A esta solução pode-se contra argumentar que se pelo cumprimento
destes preceitos realizado apenas exteriormente os homens se tornam
dignos de receber a fé de Cristo a fé não é conferida pela graça,
mas pelos méritos. Ademais, se os torna idôneos, como sabem que
receberão? De onde que estes não parecem resolver convenientemente a
questão colocada. Que perfeição maior, de fato, pode haver que
amar a Deus de todo coração, e ao próximo como a si mesmo?
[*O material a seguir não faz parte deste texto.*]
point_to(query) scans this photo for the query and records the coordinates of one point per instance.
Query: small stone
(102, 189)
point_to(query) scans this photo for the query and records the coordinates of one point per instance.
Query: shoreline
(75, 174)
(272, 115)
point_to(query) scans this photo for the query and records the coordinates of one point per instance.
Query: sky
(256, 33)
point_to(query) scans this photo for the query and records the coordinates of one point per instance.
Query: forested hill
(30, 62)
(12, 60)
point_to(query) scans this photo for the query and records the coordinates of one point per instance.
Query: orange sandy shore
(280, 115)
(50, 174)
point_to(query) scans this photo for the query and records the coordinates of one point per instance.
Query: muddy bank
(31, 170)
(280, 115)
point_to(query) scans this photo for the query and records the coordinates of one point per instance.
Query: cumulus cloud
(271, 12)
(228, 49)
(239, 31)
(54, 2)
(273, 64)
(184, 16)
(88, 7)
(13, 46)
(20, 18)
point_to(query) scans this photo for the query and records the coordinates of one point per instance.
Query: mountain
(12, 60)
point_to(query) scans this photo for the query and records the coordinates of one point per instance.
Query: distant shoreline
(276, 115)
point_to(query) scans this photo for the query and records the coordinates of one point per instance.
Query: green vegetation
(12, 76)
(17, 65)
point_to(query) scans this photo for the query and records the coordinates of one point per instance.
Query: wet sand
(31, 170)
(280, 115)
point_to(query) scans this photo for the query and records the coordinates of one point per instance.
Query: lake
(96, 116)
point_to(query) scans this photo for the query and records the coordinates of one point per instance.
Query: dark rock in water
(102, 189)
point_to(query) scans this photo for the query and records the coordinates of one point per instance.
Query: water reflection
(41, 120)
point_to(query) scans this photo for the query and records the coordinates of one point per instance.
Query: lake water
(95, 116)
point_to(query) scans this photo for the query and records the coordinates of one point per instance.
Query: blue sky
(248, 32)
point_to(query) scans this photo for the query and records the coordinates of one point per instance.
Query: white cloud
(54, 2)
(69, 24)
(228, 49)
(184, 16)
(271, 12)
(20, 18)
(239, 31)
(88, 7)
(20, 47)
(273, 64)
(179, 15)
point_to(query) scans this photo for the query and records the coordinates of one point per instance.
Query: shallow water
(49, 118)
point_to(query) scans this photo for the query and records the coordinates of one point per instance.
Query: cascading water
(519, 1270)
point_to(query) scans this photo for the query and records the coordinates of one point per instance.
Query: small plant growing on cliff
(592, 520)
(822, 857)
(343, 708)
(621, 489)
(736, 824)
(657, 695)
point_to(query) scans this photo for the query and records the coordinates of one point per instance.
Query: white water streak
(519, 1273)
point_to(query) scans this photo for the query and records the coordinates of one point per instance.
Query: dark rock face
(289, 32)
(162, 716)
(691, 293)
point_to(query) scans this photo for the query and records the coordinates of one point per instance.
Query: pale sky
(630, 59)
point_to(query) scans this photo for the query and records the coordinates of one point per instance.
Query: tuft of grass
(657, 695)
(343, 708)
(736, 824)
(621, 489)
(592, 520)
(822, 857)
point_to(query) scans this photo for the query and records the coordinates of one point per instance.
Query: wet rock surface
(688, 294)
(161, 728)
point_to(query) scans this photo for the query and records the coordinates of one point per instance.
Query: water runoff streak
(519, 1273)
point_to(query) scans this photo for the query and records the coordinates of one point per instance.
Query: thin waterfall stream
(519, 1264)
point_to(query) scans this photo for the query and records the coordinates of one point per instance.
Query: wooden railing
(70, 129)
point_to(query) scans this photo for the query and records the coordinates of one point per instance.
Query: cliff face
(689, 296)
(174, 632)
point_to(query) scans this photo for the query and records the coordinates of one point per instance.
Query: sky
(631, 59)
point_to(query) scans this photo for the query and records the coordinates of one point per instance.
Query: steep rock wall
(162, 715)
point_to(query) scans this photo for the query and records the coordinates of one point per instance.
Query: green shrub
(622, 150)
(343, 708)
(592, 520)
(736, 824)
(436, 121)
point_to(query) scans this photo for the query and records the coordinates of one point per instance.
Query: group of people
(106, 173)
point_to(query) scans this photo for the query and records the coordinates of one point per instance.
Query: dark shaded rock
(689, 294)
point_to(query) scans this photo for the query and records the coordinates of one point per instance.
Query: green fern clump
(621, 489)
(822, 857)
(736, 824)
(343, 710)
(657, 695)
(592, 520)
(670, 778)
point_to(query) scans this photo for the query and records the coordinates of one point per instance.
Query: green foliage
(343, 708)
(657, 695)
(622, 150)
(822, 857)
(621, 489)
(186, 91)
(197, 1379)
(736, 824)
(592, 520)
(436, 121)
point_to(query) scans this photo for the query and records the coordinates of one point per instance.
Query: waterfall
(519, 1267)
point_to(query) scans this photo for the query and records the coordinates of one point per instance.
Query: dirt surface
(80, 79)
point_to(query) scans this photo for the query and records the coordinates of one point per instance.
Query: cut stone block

Por isso dizemos que o cumprimento dos mandamentos mencionados
justifica imediatamente; não o faz, todavia, a lei que não é
suficiente, mas enferma e sem a graça, para o seu cumprimento, a
qual nem confere, nem demonstra abertamente a fé de Cristo, sem a
qual não se cumprem os preceitos da lei. A lei demonstra,
efetivamente, a pátria, mas não mostra o caminho pelo qual se deve
ir, nem como, de onde que diz o Apóstolo:
|
"O homem não se justifica
pelas obras da lei".
|
|
Poderá, porém, alguém dizer que esta autoridade manifestamente
contradiz a nossa solução. Não são, porventura, afirmações
contrárias que a justiça proceda do cumprimento dos preceitos legais,
como acima dissemos, e que ninguém seja justificado pelas obras da
lei?
SOLUÇÃO.
O Apóstolo chama de obras da lei as que são apenas feitas pelo
temor, que são preceituadas pela lei, pelas quais não há justiça.
Deve-se notar que a lei é dita de muitos modos. Algumas vezes o
livro de Moisés é chamado de lei, outras vezes as cerimônias e as
observâncias legais, outras os dez mandamentos escritos em duas
tábuas, outras o livro dos Salmos, outras ainda é chamada de lei
qualquer observância, como quando se diz: `Esta é a lei desta ou
daquela coisa'. A razão natural também é chamada de lei. No
Novo Testamento a lei é tomada de muitos modos, como a lei da fé,
a lei do espírito, a lei da graça, a lei da carne, a lei dos
membros, a lei do pecado, a lei da morte.